XLII. Practical Litigation Considerations
A. For complainants
The strongest cases usually combine:
- denial of signature;
- proof of impossibility of appearance;
- notarial irregularities;
- proof of non-receipt of proceeds;
- suspicious benefit to accused;
- forensic signature analysis;
- certified title and registry records;
- consistent timeline.
B. For accused persons
The strongest defenses usually include:
- original signed documents;
- proof of personal appearance;
- valid IDs and notarial records;
- proof of loan proceeds received by complainant;
- payments made by complainant;
- ratification documents;
- credible witnesses to signing;
- absence of motive or benefit;
- lack of custody or participation in preparation.
C. For lenders
The lender should preserve the full loan file, including:
- application;
- KYC documents;
- appraisal;
- title verification;
- loan approval;
- disbursement records;
- signing records;
- notarial copies;
- communications;
- payment history;
- foreclosure notices.
A missing or incomplete loan file may weaken a lender’s good faith position.
XLIII. Conclusion
Falsification of public documents involving promissory notes and real estate mortgages is a serious legal problem in the Philippines because it affects both private property rights and public confidence in notarized, registered, and commercial documents.
A falsified promissory note may expose a person to criminal liability and may defeat enforcement of the alleged debt. A falsified real estate mortgage may be declared void, its title annotation cancelled, and any resulting foreclosure challenged. Notaries, lenders, brokers, agents, borrowers, corporate officers, and other participants may face liability depending on their role.
The central questions are usually: Was the document public, commercial, or private? Was the signature or statement false? Who caused or used the falsification? Was there authority or consent?
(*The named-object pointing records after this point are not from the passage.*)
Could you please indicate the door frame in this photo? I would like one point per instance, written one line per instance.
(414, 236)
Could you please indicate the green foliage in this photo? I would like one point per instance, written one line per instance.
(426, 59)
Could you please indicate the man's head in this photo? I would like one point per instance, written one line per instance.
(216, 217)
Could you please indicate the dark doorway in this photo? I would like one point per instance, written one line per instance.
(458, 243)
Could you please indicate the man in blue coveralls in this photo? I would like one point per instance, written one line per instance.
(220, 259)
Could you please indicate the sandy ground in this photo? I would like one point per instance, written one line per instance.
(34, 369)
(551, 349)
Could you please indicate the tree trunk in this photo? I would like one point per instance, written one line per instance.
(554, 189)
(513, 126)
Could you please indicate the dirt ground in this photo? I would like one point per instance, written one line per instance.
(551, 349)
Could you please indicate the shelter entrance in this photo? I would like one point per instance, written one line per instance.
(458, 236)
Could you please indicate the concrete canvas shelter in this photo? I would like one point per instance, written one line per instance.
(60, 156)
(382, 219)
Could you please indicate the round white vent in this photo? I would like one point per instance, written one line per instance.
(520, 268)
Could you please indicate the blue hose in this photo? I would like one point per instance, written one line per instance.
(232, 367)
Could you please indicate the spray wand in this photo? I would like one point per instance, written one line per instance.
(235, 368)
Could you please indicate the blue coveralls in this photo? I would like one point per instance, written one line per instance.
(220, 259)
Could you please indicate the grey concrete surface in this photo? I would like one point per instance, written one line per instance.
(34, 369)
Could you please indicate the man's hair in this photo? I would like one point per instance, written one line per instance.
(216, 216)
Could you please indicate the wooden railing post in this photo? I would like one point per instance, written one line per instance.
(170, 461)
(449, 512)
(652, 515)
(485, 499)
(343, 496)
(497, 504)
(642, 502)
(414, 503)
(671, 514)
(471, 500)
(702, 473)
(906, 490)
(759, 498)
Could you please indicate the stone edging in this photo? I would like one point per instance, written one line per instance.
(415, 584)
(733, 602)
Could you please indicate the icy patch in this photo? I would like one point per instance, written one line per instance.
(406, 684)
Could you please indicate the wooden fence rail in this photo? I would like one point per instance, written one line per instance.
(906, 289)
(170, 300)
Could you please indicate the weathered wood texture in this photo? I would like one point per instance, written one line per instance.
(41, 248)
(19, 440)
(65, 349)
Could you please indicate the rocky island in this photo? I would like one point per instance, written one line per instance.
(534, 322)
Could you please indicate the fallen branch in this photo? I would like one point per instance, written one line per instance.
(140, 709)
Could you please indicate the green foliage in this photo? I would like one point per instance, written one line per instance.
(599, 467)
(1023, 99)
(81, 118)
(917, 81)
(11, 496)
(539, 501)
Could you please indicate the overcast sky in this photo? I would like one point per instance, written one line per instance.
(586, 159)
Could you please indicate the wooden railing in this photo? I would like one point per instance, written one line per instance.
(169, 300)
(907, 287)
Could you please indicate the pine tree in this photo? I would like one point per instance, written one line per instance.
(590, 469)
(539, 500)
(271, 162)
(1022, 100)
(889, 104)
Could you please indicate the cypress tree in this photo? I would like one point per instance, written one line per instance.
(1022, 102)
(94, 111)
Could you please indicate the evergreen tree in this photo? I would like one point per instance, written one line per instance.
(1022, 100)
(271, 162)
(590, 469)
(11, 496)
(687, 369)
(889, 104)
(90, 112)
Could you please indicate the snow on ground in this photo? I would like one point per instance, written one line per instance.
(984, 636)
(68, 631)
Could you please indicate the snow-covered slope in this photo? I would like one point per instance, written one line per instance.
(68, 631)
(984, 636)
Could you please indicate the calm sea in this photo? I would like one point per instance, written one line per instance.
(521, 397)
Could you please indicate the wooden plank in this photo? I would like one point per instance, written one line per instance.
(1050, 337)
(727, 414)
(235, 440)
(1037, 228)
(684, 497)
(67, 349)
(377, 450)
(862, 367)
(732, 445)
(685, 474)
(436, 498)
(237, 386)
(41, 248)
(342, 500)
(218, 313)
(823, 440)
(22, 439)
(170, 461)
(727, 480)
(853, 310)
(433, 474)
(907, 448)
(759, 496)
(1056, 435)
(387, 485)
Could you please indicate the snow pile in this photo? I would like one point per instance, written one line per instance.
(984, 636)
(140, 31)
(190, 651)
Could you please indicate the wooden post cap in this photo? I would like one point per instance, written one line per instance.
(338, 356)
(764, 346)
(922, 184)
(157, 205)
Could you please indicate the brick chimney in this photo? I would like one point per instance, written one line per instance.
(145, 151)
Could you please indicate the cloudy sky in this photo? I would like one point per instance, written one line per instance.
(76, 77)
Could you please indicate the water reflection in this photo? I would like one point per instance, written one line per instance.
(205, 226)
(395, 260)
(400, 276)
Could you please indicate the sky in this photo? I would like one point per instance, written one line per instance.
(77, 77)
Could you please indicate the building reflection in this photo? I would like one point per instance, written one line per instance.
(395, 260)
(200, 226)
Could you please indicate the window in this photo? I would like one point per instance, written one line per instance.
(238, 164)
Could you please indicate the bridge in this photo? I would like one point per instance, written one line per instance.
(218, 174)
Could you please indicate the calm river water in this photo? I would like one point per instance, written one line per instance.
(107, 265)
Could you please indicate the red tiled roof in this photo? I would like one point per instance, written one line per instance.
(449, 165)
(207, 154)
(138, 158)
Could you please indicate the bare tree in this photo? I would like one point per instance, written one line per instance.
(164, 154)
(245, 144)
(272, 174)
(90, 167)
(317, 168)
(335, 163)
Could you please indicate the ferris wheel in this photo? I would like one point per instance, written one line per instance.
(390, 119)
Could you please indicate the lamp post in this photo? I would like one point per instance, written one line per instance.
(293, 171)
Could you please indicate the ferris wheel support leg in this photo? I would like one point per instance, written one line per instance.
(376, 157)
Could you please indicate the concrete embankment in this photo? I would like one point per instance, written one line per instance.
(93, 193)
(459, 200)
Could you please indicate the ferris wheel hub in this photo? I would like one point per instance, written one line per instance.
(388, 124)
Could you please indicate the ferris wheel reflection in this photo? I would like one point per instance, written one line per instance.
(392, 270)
Was the document relied upon to obtain money, registration, foreclosure, or other legal advantage?
Because these cases often involve overlapping criminal, civil, administrative, and land registration remedies, the outcome depends heavily on original documents, notarial records, title records, proof of identity, proof of receipt of loan proceeds, and the surrounding circumstances of execution, notarization, registration, and use.